Intersectionality in Sustainable Development

Coined by American civil rights activist Kimberle Williams Crenshaw, in 1989, intersectionality is defined as the study of overlapping social identities and related systems of oppression, domination, or discrimination. According to this intersectional theory, all biological, social, and cultural categories interact on multiple levels and come together to shape how a person experiences oppression. Therefore we can use this framework to better understand how systemic injustice and social inequality occur on a multidimensional basis. Having a good grasp on the issue of intersectionality is crucial for international development because as the international community looks to address distinct problem areas they need to be able to understand how different social identities affect project outcomes and how their projects need to be structured in such a way that they take into account issues of intersectionality to avoid narrow thinking. When the complexity of this issue is not taken into account, the solutions tend to be temporary because they are not made to adapt to the intersecting systems and therefore they are short lasting.

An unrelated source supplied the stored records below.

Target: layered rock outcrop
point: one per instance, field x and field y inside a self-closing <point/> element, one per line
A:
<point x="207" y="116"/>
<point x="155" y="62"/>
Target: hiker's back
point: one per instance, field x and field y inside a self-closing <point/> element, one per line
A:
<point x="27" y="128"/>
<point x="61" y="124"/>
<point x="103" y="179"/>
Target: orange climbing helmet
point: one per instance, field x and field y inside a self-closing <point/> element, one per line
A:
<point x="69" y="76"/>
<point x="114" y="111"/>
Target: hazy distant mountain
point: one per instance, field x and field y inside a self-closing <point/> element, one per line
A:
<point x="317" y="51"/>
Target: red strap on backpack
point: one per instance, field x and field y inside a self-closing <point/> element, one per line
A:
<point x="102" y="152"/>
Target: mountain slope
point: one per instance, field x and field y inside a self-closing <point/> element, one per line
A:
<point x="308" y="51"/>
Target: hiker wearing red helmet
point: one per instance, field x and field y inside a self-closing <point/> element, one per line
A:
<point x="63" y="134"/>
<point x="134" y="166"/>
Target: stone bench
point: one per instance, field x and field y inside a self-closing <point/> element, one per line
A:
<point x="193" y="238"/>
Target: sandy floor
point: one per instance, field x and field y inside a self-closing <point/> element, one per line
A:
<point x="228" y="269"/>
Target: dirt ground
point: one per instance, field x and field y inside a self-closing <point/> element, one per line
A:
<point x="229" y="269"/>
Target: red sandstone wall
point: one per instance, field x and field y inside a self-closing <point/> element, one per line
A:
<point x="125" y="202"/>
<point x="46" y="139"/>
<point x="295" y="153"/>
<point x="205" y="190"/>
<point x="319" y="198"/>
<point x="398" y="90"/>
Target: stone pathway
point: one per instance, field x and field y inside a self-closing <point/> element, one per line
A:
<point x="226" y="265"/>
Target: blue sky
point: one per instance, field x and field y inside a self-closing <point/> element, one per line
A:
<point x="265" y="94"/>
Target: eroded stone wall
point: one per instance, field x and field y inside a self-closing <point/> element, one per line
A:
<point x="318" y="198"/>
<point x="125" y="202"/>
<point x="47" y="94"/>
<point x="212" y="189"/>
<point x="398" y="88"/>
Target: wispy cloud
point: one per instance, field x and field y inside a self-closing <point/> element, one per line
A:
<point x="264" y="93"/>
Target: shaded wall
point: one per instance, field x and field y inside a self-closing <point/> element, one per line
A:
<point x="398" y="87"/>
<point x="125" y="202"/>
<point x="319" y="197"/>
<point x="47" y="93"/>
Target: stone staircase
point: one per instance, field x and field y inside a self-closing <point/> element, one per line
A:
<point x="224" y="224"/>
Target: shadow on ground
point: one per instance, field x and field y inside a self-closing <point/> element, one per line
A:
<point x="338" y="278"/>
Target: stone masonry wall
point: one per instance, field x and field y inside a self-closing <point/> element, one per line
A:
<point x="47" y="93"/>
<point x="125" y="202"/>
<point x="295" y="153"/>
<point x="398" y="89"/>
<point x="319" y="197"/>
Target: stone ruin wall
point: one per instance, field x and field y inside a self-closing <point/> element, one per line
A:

All of the SDGs are affected by intersectionality. In fact, there is truly no issue in today’s world that is not. However, one clear example is SDG 4 that looks at quality education. Usually, in the field of development the goal is to increase enrollment. However, in order to do so and in order for the education to be effective once all children are attending, the different groups such as girls, minorities and persons with disabilities need to be included and accounted for. If this is not the case, then the successful increase in enrollment will not be as impactful or effective if certain groups are being excluded from the benefits. Currently, the issue of education for PWDs is being more actively addressed and it has been recognized internationally that schools need to be able to accommodate all because education is a basic right of every child including those with disabilities (UNICEF). Ensuring that girls are being given the opportunity to attend school is also an issue that in recent years has received increased attention. Yet improvement can still be made when it comes to combining such efforts. Directing projects specifically at these groups is important because they have been ignored for such a large part of history. However, we need to step away from simply fixing our neglection mistakes of the past and take the next step forward. We need to combine our efforts by recognizing how all the different issue areas interrelate and impact one another.

Given the direction in which international development efforts are moving, it appears as though more conscious efforts will be made to address intersectionality. Increasingly, marginalized groups are highlighting the importance of joining efforts. With little time to waste, it is crucial that intersectionality be addressed and implemented into development projects, and the international community is definitely realizing this and coming onboard with it.